ResolvedNetwork Connectivity Issues
AWS experienced network latencies and errors which started around 10:20am PT that were caused by resource contention within the subsystem responsible for propagation of network mappings within the Amazon Virtual Private Cloud.
This affected the elastic nature of our services as we typically scale-in and scale-out API resources due to demand. Early creation and movement of our services, in an attempt to restore operation, introduced latency and manifested in errors when attempting to perform health checks and connectivity timeouts with other supporting services.
By around 9:15pm PT, we were no longer experiencing any resource contention and our systems operated normally.
We continue to monitor the health of our systems. The error rates have fallen significantly and performance has stabilized. AWS is beginning to operate normally.
We will provide a final update when all has been confirmed.
AWS continues to work on their network mapping propagation. Our current plan is to monitor and investigate any additional mitigations in conjunction with the AWS mitigation phases.
We expect partial outage on all Modern Treasury endpoints with elevated rates of 504s.
We will continue to provide updates every 90 minutes, or as we have additional information to share.
The Modern Treasury API offers idempotent requests to prevent accidental duplication of API calls. This feature is particularly useful when initiating actions such as money transfers, entity creation, or resource modifications. For instance, if a gateway timeouts (504) occur while creating a Payment Order, you can safely retry the request using the same idempotency key to ensure that only one payment order is created.
We continue to monitor the health of our services. The error rates have continued to fall and have stabilized at a very low rate.
We expect to be back at healthy operation levels in a few hours, after AWS has completed their updates to address the network connectivity issues and errors affecting the Availability Zones in the us-west-2 region.
You can see their AWS's status updates here: https://health.aws.amazon.com/health/status
We are continuing to work on mitigations. From our monitoring, our error rate has been steadily going down. From the beginning of the incident until now, our error rate has averaged around 1%, and our worst minute window hit a max of 7.2% error rate.

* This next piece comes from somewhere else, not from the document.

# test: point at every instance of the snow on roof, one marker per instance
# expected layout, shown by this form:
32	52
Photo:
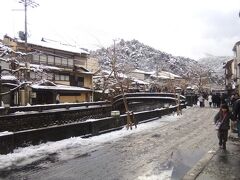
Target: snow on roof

AWS is actively working on fixing the us-west-2 Availability Zone issues, you can see their status update here: https://health.aws.amazon.com/health/status
AWS is experiencing network latencies and errors in multiple availability zones in the us-west-2 region.
We currently have limited impact due to our high availability network layout within the us-west-2 region.
We are currently looking into additional mitigations to further limit impact.